Anti-cannabis lobbying is still prevalent nation-wide.
The biggest reason for this is anti-cannabis lobbying. Though the cannabis industry is booming, other industries see a direct negative correlation between their profitability and legalization. In states with legal medical cannabis, the average doctor prescribed 1,826 fewer painkiller doses per year according to a study published in Health Affairs. Not only that, but anti-anxiety, anti-nausea and seizure medication prescriptions also decreased by approximately 500 doses per doctor per year.
In other words, there is significant incentive for pharmaceutical companies to stop, or delay, New York weed legalization, especially considering the size of the market. Keep in mind that Bristol-Myers Squibb and Pfizer, two of the nation's largest pharmaceutical companies, are based in New York.

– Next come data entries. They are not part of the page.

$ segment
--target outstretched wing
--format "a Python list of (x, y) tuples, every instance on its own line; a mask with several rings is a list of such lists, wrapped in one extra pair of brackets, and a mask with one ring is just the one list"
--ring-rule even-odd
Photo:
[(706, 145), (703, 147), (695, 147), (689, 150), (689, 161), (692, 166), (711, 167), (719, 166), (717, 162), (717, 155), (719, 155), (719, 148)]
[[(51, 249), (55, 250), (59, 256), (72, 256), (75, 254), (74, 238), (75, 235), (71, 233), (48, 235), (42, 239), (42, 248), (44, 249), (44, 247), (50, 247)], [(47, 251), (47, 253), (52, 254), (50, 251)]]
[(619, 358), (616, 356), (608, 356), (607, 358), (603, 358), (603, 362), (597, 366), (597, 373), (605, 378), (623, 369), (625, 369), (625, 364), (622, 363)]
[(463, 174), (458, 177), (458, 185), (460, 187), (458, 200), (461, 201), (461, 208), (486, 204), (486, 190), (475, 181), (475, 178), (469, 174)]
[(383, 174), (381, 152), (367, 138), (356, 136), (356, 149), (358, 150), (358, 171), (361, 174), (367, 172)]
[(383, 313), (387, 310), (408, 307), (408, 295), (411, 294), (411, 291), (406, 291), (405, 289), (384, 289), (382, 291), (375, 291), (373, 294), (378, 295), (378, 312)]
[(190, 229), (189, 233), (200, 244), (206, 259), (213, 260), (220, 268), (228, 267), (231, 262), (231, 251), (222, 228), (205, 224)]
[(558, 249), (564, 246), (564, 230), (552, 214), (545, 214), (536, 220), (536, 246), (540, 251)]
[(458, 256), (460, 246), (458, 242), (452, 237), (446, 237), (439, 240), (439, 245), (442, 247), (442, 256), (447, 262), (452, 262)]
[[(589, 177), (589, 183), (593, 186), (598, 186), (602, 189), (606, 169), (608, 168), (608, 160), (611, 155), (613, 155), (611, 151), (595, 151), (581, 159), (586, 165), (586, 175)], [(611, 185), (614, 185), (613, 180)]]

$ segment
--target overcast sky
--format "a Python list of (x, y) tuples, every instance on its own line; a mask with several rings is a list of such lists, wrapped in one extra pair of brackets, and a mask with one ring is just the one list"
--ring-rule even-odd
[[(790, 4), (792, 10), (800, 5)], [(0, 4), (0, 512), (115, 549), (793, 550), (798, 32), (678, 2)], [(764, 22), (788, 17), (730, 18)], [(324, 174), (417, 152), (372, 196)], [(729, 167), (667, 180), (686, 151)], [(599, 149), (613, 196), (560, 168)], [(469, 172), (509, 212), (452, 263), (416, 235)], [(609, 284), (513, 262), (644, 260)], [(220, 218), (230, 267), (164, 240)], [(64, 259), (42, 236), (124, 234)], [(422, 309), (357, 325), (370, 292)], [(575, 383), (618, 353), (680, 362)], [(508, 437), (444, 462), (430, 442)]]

Anti-cannabis lobbying has been the biggest obstacle facing legalization efforts nationwide and in New York. In addition to big pharma, casinos, private prisons and the alcohol industry have all lobbied against weed legalization across the country. According to FollowTheMoney.org, private prisons alone have spent over $800,000 in New York state elections since 2012.
Is New York weed legalization in the near future?
Governor Cuomo has stated that legislation will be drafted as early as January 2019, and the reasons to legalize recreational cannabis have never been more compelling. Businesses are lobbying for the economic opportunities of a New York market, public support is at an all-time high, the state is desperate for income and racial disparities in police arrests have galvanized a large social movement.
But as we've seen with legalization in New Jersey, this process takes time -- even when politicians, voters and corporations all want the same thing. No legislation has been proposed, nor is there an official timeline for legalization in New York. Though cannabis legalization in New York seems behind schedule already, there is still a long road or negotiations ahead before weed hits the shelves.